I guess the nearest equivalent on Star Trek to Finn's relationship with her kids would be Benjamin Sisko and his son Jake on Deep Space Nine but never on Star Trek did you get the credibly messy rivalry dynamic you see between Ty and Marcus--not even in "Disaster" when Picard was stuck in a turbolift with a bunch of kids. Finn casually saying that she decided to be a single parent raises eyebrows when considering she has to corral these two and work as the ship's doctor. In a world where no-one has to work for money, such a decision doesn't make a whole lot of sense so it's a lucky thing Isaac (Mark Jackson) seems to have earned a place in the family by the end of the episode. I'm not a parent but I've had enough dealings with kids to get some catharsis when Isaac took Marcus' game and blasted it.

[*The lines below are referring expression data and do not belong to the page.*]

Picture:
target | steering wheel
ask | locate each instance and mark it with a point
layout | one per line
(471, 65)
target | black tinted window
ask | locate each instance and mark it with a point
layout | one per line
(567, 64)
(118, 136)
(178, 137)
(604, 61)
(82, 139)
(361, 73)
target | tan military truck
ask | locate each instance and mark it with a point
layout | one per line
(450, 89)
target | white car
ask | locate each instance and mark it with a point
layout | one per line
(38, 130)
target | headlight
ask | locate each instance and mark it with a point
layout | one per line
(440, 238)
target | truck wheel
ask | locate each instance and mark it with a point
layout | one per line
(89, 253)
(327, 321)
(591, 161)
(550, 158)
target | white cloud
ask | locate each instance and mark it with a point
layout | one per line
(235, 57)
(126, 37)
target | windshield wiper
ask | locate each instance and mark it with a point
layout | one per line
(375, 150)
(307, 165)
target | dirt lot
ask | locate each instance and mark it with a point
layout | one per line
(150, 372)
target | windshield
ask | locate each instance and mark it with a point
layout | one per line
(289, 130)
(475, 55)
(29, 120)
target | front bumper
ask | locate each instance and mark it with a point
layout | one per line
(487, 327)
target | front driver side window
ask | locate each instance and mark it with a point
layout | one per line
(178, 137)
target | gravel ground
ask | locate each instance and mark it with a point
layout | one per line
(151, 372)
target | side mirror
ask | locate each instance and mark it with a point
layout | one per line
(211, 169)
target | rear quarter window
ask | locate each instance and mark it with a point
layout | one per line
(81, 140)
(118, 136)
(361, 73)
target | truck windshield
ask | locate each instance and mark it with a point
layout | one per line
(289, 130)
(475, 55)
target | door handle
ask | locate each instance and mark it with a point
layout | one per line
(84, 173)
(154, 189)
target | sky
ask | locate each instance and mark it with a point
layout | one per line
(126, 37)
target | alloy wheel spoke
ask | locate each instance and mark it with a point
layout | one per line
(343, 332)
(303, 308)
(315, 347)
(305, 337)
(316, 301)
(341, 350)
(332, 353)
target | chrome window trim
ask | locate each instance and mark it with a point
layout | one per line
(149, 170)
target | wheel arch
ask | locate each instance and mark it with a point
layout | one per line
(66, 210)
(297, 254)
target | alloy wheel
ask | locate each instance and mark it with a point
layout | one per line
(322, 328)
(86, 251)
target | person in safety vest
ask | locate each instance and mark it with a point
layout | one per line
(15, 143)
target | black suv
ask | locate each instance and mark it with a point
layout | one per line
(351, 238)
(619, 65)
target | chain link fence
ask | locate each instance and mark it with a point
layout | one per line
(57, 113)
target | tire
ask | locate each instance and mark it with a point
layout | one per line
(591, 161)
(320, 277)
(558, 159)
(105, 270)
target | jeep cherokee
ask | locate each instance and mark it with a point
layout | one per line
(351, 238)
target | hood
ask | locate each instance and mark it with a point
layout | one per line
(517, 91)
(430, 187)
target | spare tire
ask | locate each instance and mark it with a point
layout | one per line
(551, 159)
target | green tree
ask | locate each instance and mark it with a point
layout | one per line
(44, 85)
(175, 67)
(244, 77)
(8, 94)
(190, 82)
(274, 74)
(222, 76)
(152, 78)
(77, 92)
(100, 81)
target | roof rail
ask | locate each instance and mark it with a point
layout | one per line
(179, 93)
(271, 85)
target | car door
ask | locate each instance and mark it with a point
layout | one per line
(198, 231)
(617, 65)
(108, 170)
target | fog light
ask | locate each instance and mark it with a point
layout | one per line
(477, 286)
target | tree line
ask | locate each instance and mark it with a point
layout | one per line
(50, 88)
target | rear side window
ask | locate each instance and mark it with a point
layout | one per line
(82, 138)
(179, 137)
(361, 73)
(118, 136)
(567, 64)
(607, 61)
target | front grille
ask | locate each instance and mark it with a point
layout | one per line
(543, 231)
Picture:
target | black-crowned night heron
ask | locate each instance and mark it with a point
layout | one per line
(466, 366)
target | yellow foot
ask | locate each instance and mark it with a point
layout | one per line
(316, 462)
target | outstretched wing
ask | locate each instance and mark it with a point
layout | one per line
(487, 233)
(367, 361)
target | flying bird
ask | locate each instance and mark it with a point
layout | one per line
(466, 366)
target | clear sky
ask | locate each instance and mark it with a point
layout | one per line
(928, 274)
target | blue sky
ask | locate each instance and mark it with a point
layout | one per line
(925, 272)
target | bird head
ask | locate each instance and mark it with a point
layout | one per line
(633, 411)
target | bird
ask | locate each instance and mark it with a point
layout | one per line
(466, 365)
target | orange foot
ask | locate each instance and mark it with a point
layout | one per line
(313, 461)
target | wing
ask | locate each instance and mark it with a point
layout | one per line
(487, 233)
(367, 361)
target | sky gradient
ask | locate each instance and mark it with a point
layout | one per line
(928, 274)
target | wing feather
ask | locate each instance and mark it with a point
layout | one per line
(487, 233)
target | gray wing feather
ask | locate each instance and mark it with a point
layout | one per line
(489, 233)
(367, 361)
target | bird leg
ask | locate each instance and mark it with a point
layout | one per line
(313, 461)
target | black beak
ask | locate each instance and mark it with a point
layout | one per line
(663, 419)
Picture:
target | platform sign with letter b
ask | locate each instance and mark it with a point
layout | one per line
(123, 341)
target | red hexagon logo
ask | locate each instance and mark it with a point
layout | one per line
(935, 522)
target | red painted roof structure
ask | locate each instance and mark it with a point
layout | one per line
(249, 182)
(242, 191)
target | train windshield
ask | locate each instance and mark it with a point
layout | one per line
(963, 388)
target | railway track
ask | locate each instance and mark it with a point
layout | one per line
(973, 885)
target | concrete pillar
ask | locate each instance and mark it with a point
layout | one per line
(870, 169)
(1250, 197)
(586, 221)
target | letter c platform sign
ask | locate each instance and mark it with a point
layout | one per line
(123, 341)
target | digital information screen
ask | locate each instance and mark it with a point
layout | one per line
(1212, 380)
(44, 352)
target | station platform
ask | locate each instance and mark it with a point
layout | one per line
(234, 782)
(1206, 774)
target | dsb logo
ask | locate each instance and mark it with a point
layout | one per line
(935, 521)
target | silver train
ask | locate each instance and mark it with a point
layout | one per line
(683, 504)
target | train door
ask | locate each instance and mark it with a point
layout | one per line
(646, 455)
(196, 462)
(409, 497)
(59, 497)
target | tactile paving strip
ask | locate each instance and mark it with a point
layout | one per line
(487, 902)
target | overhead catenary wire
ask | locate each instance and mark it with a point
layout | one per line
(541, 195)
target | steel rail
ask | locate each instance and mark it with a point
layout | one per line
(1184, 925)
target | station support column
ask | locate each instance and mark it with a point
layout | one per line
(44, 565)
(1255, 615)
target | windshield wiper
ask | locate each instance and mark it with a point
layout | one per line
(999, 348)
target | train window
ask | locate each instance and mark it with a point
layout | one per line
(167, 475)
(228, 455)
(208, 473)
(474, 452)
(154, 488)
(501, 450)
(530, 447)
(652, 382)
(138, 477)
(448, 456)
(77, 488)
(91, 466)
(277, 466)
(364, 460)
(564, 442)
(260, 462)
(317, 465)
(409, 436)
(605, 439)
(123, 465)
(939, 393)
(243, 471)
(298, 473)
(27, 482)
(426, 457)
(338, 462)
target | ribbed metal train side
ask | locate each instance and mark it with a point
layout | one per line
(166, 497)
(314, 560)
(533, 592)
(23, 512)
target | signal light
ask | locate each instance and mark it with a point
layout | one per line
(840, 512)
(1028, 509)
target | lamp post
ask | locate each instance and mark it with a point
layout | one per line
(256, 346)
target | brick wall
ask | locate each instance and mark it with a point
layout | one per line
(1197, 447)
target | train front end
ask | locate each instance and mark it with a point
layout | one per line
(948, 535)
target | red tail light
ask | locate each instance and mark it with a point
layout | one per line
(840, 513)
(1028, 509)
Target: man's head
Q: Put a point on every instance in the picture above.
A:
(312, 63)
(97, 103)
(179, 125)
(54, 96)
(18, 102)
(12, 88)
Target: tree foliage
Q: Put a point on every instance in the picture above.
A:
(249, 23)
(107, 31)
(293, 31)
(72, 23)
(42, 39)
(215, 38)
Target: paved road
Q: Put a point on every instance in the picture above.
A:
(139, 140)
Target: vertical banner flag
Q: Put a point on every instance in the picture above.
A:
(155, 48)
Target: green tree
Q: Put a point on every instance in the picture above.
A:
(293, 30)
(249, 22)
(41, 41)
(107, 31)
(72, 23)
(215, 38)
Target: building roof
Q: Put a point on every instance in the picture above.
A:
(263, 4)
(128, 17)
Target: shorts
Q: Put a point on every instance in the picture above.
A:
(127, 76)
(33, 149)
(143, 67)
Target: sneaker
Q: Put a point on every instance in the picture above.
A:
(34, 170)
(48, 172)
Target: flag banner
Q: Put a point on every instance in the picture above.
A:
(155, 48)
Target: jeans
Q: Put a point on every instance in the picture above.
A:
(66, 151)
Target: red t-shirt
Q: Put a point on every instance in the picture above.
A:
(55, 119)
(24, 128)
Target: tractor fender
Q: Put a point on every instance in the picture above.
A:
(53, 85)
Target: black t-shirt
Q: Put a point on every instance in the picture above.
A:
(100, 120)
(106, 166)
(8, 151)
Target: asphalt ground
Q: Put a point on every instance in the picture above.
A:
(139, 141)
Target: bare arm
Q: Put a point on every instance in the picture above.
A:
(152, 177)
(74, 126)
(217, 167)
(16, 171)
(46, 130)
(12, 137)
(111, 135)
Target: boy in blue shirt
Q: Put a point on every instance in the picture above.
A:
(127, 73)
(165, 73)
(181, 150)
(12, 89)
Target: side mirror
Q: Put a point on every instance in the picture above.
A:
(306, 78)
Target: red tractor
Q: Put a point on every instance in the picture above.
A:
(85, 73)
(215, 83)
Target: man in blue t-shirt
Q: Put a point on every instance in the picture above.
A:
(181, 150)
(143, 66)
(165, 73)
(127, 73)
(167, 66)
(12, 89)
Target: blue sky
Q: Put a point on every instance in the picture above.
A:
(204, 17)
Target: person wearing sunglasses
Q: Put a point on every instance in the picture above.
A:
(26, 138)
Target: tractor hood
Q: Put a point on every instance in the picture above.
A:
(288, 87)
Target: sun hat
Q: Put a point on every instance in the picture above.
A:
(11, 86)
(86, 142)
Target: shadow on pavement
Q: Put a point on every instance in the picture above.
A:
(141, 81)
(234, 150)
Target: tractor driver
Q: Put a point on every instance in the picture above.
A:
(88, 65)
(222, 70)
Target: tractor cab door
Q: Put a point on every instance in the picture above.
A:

"Into the Fold" was co-written by Andre Bormanis who has serves as a technical consultant on The Orville, a job he also had on Next Generation, Deep Space Nine, and Voyager. I suspect this is why the suspenseful shuttle crash sequence had a nice feeling of authenticity to it that helped create that tension.

Twitter Sonnet #1050

As wigs'll gallop past a polling steed.
As timeless tungsten clicks a hand.
A gripping cloud's a field of wheatless need.
Beside a river scythe's a deathless land.
The last in patchy jacket boxes smokes.
Above the seat a pack of cards'll plot.
Their newest suits include the wheels and spokes.
Collected stars insert a steward dot.
As stripes define the brown a shoe returns.
In closing, plaids absorb the light beyond.
A mountain claimed a ship's galactic turns.
With cookies lined for age the chips abscond.
Confusing saxophone conditions blurt.
Internal buses can the stomach hurt.